La lenteur d’exécution engendre des espaces d’observation,
utilisés pour examiner ce qui est à l’œuvre dans chaque situation, d’une manière curieuse et non-jugeante.
Cette posture de réceptivité est tout particulièrement soulignée
dans le Tai Chi Chuan de Cheng Man Ch’ing, probablement
en raison des pratiques artistiques qu’il développait
en parallèle avec sa recherche dans le Tai Chi.
Il recommandait d’investir dans la perte, autant dire dans l’écoute
non liée à un résultat, dans l’essai, dans l’erreur comme espace d’apprentissage… Remarquer, accepter, investiguer,
ne pas s’identifier, quoique consignes appartenant
à la tradition bouddhiste, se rapprochent de cette position.

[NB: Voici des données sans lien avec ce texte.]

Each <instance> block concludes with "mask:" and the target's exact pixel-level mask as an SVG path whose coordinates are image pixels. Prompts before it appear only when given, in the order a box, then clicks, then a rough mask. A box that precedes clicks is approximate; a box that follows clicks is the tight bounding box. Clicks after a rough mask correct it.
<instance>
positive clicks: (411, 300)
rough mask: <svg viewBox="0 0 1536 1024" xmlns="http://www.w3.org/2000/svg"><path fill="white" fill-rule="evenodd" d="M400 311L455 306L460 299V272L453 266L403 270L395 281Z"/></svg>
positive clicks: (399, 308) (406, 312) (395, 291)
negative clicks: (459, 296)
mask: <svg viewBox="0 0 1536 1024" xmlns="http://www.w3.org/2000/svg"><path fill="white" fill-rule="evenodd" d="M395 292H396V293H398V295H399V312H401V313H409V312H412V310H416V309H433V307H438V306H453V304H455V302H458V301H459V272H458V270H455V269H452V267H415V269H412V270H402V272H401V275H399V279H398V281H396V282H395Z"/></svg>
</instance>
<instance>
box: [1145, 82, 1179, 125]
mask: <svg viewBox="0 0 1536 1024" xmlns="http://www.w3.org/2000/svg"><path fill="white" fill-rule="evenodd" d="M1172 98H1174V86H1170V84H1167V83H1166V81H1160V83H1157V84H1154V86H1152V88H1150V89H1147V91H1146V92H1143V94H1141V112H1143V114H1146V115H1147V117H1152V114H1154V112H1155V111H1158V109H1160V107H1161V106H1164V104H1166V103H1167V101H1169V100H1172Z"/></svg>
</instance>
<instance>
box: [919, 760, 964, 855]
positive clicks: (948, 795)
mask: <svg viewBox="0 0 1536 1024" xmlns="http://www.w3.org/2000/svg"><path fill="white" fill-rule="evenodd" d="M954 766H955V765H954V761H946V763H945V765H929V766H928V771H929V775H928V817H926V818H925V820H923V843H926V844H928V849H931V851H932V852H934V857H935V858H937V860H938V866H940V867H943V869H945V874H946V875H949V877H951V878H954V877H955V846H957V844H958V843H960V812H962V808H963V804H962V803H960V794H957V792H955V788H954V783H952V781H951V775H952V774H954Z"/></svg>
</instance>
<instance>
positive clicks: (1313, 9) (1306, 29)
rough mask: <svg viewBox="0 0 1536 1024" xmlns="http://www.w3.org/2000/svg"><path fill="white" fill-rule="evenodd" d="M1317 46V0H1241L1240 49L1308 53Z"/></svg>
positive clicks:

Leur déploiement crée un cadre pour l’écoute en finesse
de nos sensations physiques et émotionnelles,
de nos vécus intérieurs et extérieurs et de la façon
dont ils sont constamment affectés par l’interrelation
avec l’environnement et les autres. Nous avons ainsi l’opportunité
de découvrir la manière dont nos intentions, souvent inconscientes (liées à notre histoire et nos conditionnements), déterminent
nos comportements à notre insu.
Ce travail de clarification des intentions et leur utilisation consciente sont au cœur de notre tradition (le travail du Yi). Ces points,
essentiels aux origines martiales du Tai Chi Chuan, le sont tout autant dans le domaine de l’expression et de la créativité personnelle.
Génératrice d’action et moteur du changement, l’intention (le Yi) est, dans le Tai Chi Chuan de Cheng Man Ch’ing et Huang Sheng Shuan, toujours enracinée et nourrie par la réceptivité,
l’ouverture non jugeante et curieuse à ce qui est là, maintenant.